VUB and UGent researchers have established that days used to be 23.5 hours instead of 24, meaning there were also more days in a full year

‘A geologist’s dream’

Just when you thought there weren’t enough hours in a day, you find out days used to be 30 minutes shorter. And that means that a year was a whole week longer. Those are new findings established by researchers at VUB together with colleagues from Ghent University.

According to the study, published in the journal Paleoceanography and Paleoclimatology, a day lasted 23.5 hours and a year 372 days some 70 million years ago, when the dinosaurs were dying out. The finding is based on the study of sea fossils from the late Cretaceous period.

The study analysed a shell of the mollusc Torreites sanchezi. The little creature lived for more than nine years in a shallow tropical seabed, a location that is today dry land in the mountains of Oman.

Ancient molluscs had two shells, or valves, that joined together in a hinge, like mussels. They grew in dense reefs, like oysters do, and thrived in water a few degrees warmer than modern oceans.

Growth rings

In the late Cretaceous period, Torreites sanchezi dominated reefs in tropical waters around the world and played the role that coral plays today. They disappeared like the dinosaurs, 66 million years ago.

Similar to a tree, the shells of the Torreites sanchezi made growth rings, but very rapidly – every day, in fact. The new study used lasers to sample tiny slices of shell and was able to count the rings more accurately than had been possible with microscopes before.

Trace elements in these samples reveal information about the temperature and chemistry of the water at the time the shell was formed. The analysis yielded accurate measurements of the width and number of daily growth rings and seasonal patterns.

We can basically look at a day 70 million years ago

- Niels de Winter

The researchers used seasonal variations in the fossilised shell to identify years. The high resolution obtained in the new study, combined with the rapid growth of the shells, revealed the living conditions of the creature in periods as precise as a few hours in a day.
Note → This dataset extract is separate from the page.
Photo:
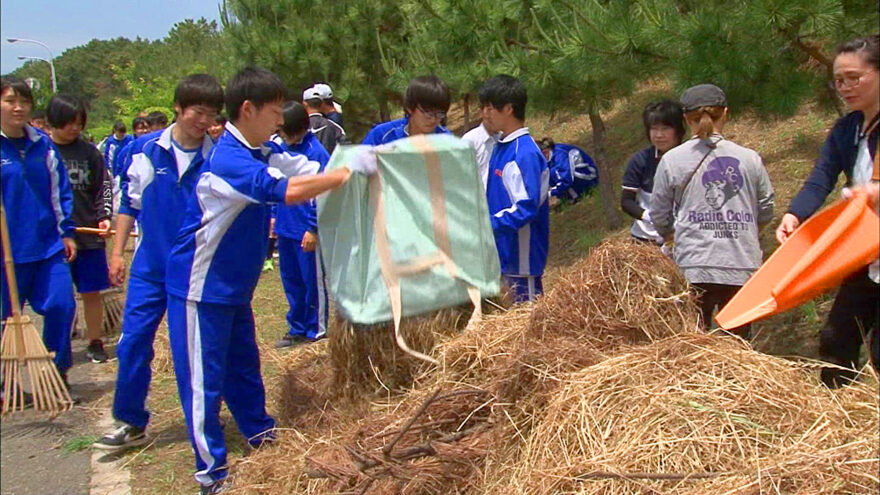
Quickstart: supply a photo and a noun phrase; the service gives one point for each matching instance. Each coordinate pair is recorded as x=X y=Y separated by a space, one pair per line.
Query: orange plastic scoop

“We have four to five data points a day, and this is something you hardly ever get in geological history. We can basically look at a day 70 million years ago,” says Niels de Winter of VUB’s Analytical, Environmental and Geo-Chemistry research group. “That’s a resolution you can only dream of as a geologist.”
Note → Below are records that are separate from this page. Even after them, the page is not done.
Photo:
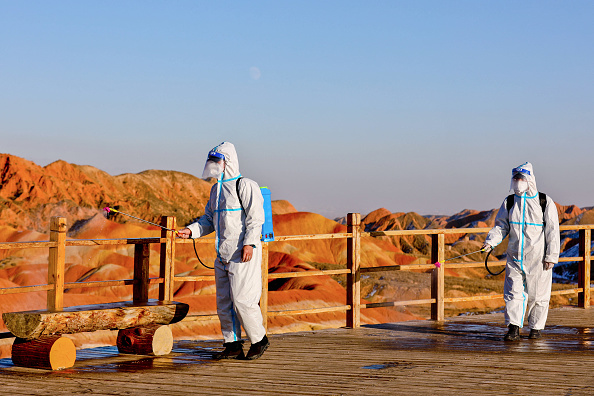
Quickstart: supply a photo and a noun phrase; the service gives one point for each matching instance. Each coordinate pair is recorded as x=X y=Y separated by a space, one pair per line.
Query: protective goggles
x=215 y=156
x=520 y=170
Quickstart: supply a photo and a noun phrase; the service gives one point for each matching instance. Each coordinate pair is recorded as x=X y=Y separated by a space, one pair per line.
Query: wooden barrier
x=144 y=334
x=142 y=323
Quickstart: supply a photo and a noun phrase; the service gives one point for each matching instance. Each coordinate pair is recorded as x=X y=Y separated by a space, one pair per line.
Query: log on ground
x=84 y=318
x=49 y=352
x=149 y=340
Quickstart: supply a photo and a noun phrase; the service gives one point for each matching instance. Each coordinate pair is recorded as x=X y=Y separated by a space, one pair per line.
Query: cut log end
x=154 y=340
x=51 y=353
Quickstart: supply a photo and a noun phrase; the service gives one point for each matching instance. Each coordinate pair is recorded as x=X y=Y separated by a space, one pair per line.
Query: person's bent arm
x=501 y=228
x=552 y=235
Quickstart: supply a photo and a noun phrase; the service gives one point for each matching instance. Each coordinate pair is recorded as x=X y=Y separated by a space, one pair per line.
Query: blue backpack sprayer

This type of shell from the late Cretaceous period, he explains, has no equivalent today. “The intricate resolution of the daily layers shows that the shell grew much faster during the day than at night,”  he explains.

Bridging the gaps

Due to the shell’s daily growth, the researchers were able to determine that at that time there were 372 days in a year. The orbital period of the Earth around the sun was no different than today, which means a year lasted as long as it does now, but there were more and shorter days in the year.
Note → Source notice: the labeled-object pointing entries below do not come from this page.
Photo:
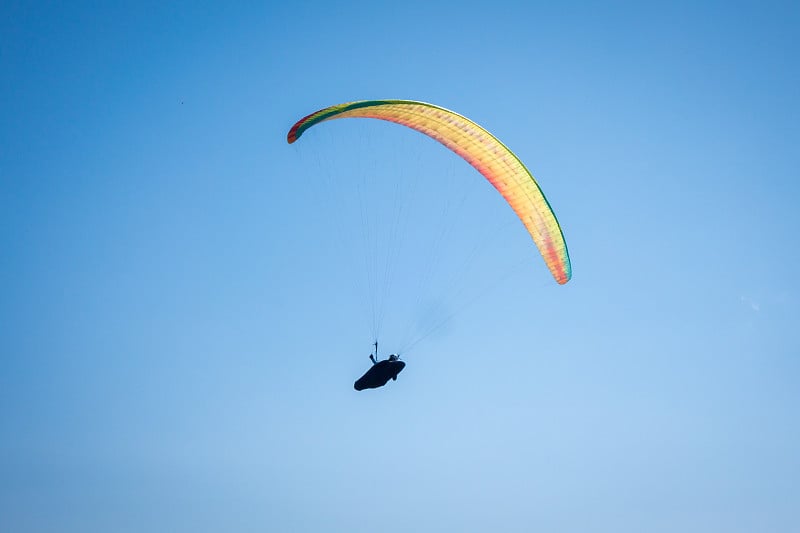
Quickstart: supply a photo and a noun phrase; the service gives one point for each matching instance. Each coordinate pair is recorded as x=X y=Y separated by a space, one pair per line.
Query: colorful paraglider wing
x=482 y=150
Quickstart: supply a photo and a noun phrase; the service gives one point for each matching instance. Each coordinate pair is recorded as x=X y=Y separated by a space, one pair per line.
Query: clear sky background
x=180 y=313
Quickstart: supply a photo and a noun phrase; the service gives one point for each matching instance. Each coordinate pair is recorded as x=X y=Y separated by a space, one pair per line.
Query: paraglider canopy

“That has to do with the mutual attraction of earth and moon,” says de Winter. “That gravitation caused a gradual slowing down of the Earth’s rotation, combined with a slow distancing of the moon from the Earth.”

Chemical analysis further indicated that days were about 40°C in the summer and 30°C in the winter, roughly the liveable limit for shellfish. De Winter and his colleagues now hope to repeat the research for shellfish that lived at other times in distant geological history.

Climate reconstructions from the past usually describe long-term changes that occur on the scale of tens of thousands of years. What is new about this type of study is that it can tell us something on a time scale of living things. They therefore have the potential to bridge the gap between climate and weather models.